Зеркала - [16]

Шрифт
Интервал

Резкость в его словах граничила с гневом. Я счел нужным вмешаться:

— Конечно, не все у нас обстоит благополучно, но это не оправдывает эмиграцию специалистов.

— У нас все обстоит из рук вон скверно! — заявил он с той же резкостью.

— Хорошо, что вас это так трогает, но кто, кроме вас, молодых, может помочь исправить положение?

— Меня подобные перспективы не вдохновляют.

— Однако родину нельзя отвергнуть или игнорировать.

— Моя родина — наука! — спокойно ответил молодой человек. Он помолчал, как бы взвешивая свои слова, потом с расстановкой проговорил: — Родина… социализм… арабская нация… что сказать на это? Не думайте, что мне все безразлично, нет. Но что осталось у нас после 5 июня?!

— Опыт прошедших лет, — заметил я, — уже позволяет воспринимать поражение не как трагедию, а как урок.

— Все твои слова впустую, — сказал, обращаясь ко мне, Абдо Басьюни, — эта молодежь верит только в собственные идеи.

— Пусть себе верит, — вмешался Абуль Аля, — но нельзя забывать родину.

Нас ничто не спасет, кроме науки, — возразил доктор Биляль. — Не национализм и не социализм, а одна лишь наука в состоянии решить насущные проблемы человечества. Что же до национализма, социализма, капитализма, то присущие им ограниченность и уверенность в собственном превосходстве только порождают каждый день все новые проблемы, а предлагаемые ими рецепты в конечном счете лишь увеличивают число неразрешимых проблем.
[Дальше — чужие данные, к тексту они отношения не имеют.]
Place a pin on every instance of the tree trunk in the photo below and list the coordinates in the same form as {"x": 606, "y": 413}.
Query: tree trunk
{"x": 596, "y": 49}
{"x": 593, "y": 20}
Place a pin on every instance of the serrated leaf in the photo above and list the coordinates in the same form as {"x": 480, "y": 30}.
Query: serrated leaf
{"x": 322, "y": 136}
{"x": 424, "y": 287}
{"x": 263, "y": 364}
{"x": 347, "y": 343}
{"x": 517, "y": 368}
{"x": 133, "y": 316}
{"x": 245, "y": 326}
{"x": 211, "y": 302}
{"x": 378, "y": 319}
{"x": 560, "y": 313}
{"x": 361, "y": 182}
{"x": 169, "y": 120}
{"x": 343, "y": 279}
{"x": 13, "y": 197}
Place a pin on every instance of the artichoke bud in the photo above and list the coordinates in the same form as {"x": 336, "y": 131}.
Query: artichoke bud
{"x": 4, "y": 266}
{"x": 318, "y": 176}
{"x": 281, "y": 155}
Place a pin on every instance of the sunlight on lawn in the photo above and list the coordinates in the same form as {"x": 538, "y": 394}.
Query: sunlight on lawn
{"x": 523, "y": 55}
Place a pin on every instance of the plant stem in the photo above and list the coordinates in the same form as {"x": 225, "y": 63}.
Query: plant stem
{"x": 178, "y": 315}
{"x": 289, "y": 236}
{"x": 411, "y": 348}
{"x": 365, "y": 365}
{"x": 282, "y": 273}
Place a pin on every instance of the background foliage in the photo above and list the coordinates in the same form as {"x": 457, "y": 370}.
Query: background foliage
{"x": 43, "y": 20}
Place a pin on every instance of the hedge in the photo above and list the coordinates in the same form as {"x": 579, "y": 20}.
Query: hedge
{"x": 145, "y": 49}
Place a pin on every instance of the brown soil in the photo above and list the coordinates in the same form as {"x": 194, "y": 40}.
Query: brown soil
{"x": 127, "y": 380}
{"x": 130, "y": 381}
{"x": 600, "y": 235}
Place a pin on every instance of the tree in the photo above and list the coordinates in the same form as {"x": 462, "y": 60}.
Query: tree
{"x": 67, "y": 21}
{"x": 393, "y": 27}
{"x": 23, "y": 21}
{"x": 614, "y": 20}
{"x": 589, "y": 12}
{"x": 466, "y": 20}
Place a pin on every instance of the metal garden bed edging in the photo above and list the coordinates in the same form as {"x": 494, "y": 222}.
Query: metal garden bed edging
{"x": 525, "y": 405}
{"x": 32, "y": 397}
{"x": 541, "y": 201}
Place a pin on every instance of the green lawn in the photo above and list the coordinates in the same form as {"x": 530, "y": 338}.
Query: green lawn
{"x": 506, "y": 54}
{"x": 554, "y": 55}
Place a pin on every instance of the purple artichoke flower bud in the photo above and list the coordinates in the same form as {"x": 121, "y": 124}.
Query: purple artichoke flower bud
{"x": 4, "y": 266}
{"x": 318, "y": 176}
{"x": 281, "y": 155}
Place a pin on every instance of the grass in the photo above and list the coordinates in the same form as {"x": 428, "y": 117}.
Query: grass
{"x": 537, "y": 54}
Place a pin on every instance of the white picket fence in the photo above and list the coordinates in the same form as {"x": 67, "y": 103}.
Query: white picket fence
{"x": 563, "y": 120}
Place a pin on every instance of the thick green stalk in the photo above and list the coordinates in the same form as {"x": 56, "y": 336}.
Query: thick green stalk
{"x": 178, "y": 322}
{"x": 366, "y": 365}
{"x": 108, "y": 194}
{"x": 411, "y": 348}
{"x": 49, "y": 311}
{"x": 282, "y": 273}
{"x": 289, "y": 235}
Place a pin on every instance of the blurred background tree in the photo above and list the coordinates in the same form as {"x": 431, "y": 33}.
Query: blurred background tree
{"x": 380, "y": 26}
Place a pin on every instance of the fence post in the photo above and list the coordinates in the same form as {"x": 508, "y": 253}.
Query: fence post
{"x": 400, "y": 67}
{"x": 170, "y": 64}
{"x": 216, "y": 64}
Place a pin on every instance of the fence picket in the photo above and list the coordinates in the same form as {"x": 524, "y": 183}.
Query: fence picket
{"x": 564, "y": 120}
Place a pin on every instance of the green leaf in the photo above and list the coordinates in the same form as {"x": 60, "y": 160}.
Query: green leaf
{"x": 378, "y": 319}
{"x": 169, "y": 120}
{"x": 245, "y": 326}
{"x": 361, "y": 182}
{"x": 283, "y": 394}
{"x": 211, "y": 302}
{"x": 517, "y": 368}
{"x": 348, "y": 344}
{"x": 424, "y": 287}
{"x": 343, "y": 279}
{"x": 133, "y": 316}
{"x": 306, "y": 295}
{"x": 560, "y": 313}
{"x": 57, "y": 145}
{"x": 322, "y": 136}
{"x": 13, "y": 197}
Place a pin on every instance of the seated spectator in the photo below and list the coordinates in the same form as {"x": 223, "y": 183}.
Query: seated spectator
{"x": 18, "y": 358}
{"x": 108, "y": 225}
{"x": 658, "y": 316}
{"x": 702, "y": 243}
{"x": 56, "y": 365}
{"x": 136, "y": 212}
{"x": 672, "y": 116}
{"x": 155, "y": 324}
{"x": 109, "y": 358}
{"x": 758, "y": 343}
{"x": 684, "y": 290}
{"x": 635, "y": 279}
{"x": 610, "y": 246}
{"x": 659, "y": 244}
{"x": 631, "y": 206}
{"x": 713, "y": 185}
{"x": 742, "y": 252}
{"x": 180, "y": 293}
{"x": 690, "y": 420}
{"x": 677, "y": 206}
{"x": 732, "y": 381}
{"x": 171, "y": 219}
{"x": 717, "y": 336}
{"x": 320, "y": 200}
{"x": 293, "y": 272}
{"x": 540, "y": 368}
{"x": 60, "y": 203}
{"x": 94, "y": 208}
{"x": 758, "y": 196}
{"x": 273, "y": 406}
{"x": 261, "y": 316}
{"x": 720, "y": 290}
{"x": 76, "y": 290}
— Но что мешает вам заниматься наукой и научными исследованиями на родине? — спросил я.

— Препятствий не счесть. Здесь и примитивность научно-исследовательской базы, и атмосфера, которая душит творческую мысль, и отсутствие справедливости и надлежащей оценки научного труда. Вот почему я собираюсь эмигрировать. В Америке я принесу неизмеримо больше пользы родине, чем если бы остался здесь. Наука служит всему человечеству, за исключением, конечно, той, что служит войне и разрушению…

— А что думает его сестра? — спросил Абдо аль-Басьюни Абуль Аля.

— В этом году она оканчивает фармацевтический факультет и мечтает тоже уехать, как только получит диплом.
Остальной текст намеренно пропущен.